Earlier Thursday morning, an ice jam that had caused severe flooding in St. Andrews broke loose. But now it's all jamming up again at Lower Fort Garry, about 13 kilometres north of St. Andrews.

It is choking the river and backing the water southward, threatening several homes near Lockport, four kilometres north of St. Andrews. Paul Guyder, the emergency co-ordinator for the rural municipality of St. Andrews said efforts are now being made to get ahead of the next jam.

Crews are sandbagging areas north of the Lower Fort Garry ice, hoping to protect them from the next possible blockage.

'I've got accommodations out here for my guests and … right now the water is within a foot-and-a-half of going into those rooms.'—Stu McKay

Stu McKay, who owns Cats on the Red, a fishing outfitter near Lockport, said the river rose about four-and-a-half metres in two hours, beginning immediately after the St. Andrews blockage was dislodged around 9 a.m.

"I've got accommodations out here for my guests and … right now the water is within a foot-and-a-half of going into those rooms," he said.

He said two roads in the area, River Road and Lyle Drive, are under water.

McKay believes the province is doing its best to break up the ice with the technology it has, but he doesn't believe the Amphibex equipment is strong enough. The Amphibex Excavators are something like floating backhoes that can break up solid ice and ice jams.

"It's like taking a pocket knife to a major gun fight," said McKay. "They just don't have the gonads to do the job — those little machines.

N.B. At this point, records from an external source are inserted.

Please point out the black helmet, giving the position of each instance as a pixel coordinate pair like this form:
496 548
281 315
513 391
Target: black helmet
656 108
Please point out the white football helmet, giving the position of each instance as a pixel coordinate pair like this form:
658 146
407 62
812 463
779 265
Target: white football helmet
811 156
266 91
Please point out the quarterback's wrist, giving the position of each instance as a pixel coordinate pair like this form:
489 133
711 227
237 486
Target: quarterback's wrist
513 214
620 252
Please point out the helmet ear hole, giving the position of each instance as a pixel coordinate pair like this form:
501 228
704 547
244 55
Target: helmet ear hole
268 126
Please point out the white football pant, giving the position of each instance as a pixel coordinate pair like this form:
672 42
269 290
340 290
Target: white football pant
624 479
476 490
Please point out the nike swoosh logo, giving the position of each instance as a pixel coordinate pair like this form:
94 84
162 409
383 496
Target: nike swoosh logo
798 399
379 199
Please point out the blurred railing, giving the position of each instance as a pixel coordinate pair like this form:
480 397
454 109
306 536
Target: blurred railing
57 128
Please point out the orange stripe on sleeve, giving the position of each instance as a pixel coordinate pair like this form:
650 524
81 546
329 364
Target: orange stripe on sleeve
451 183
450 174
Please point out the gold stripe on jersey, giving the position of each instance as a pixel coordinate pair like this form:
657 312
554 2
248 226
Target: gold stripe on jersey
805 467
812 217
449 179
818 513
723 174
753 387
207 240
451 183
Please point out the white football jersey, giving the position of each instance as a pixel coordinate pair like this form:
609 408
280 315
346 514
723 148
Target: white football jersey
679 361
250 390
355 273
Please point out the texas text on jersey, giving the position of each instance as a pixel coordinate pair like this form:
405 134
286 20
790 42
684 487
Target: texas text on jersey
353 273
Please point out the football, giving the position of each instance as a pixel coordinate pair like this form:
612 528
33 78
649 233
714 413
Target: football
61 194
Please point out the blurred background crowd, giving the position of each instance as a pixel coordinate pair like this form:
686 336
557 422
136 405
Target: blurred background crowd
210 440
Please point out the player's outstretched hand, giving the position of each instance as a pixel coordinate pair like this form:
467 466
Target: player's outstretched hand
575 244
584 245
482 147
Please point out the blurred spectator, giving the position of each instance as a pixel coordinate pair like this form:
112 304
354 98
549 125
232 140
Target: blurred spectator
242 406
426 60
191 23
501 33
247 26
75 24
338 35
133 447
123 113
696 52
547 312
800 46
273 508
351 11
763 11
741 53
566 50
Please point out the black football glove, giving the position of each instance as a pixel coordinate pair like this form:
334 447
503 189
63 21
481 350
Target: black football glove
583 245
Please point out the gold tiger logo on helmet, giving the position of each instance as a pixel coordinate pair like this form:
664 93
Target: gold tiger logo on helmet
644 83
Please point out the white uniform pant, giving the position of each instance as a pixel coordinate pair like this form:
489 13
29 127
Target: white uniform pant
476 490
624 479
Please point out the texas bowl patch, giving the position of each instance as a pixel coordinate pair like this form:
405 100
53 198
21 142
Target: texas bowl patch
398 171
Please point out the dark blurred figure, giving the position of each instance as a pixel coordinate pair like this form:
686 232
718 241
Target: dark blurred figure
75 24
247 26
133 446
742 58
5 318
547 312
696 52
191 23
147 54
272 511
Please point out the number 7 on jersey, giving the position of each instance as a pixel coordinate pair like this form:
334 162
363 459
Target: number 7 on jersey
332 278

Again, they're a brilliant piece of engineering, but they don't have the muscle."

Evacuation alert lifted in East St. Paul

Meanwhile, the emergency operations committee in East St. Paul has lifted the evacuation alert for residents in that area. River levels have begun to subside with the St. Andrews ice jam gone, said committee spokeswoman Cindy Brown.

However, the level of the Red River remains high, so residents should remain vigilant, she warned. The state of emergency in the rural municipality is still in effect.

Emergency crews have brought in huge chunks of limestone rock to fill in low-lying areas within four rural municipalities — St. Andrews, St. Clements, East St. Paul and West St. Paul — which all declared states of emergency on Wednesday.

The province also deployed a second sandbagging machine, 100,000 additional sandbags and almost three kilometres of tube diking to the area. The new technology uses 15-metre-long tubes that are filled with water and strung together or stacked.